A fresh seafood stew is a tasty dish at any time of the day and when made with the seafood of Galway bay the stew becomes very special indeed. Seafood stew

On a hot summers day what could be better than a fresh seafood stew? Simmered gently in a white wine sauce, a few mushroom and leeks maybe, just for a bit of extra flavour. What’s great about a stew of fish is that just about any fish be it fresh water or from the sea lends its self to this tasty dish. The only important rule to follow is that the fish is fresh. And there are so many types of stew to experiment with, broths, cream stews, tomato based as are common in the Mediterranean countries. The fun with stew is that there is so much scope to experiment. It is important to cook the fish stew slowly as to not allow the pieces of fish to break up. A slow consistent and gentle heat is the secret; also don’t stir the stew much, in particular when the fish is cooked as again this will break up the individual pieces of fish.

For a stew that will feed 4 allow 150 grams of raw fish per person chopped into chunks and bones removed.

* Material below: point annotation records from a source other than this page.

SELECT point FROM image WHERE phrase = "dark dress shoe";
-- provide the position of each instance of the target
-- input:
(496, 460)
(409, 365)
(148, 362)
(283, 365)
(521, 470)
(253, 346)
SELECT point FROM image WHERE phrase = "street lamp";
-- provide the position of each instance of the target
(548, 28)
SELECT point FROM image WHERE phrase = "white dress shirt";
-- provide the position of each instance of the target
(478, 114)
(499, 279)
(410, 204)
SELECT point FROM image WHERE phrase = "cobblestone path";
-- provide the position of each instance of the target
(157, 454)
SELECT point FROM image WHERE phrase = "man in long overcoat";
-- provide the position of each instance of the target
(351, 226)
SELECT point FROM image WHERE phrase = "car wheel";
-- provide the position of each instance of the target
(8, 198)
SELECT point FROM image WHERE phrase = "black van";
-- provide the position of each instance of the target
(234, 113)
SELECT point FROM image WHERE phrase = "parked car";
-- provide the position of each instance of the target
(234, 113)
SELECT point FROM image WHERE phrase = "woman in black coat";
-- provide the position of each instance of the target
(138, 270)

600 gram mixed fish cut into one inch chunks if using shellfish such as prawns remove the intestine and keep whole

400 ml fish stock
50 ml white wine
20 gram shallots diced fine
50 gram butter
50 gram plain flour
50 ml cream
100 gram button mushrooms cleaned
50 grams leeks chopped fine
20 grams parsley chopped fine

Carrots, courgettes, fennel, celery or any other summer vegetable that takes your fancy can be added at the same time as the mushrooms
Method
1. Place the butter into a thick based saucepan and heat gently, then add the shallots and allow soften.
2. Add the flour and mix with the butter to form a roux, add the stock whisking lightly to incorporate with the roux.
3. Allow cook until the sauce begins to thicken then add the wine and cream.
4. Add the mushrooms and leeks and allow cook lightly.
5. Add the fish and ensure it is well coated with the sauce. Simmer gently until cooked.
6. Finish with chopped parsley and adjust the seasoning; serve with freshly boiled potato.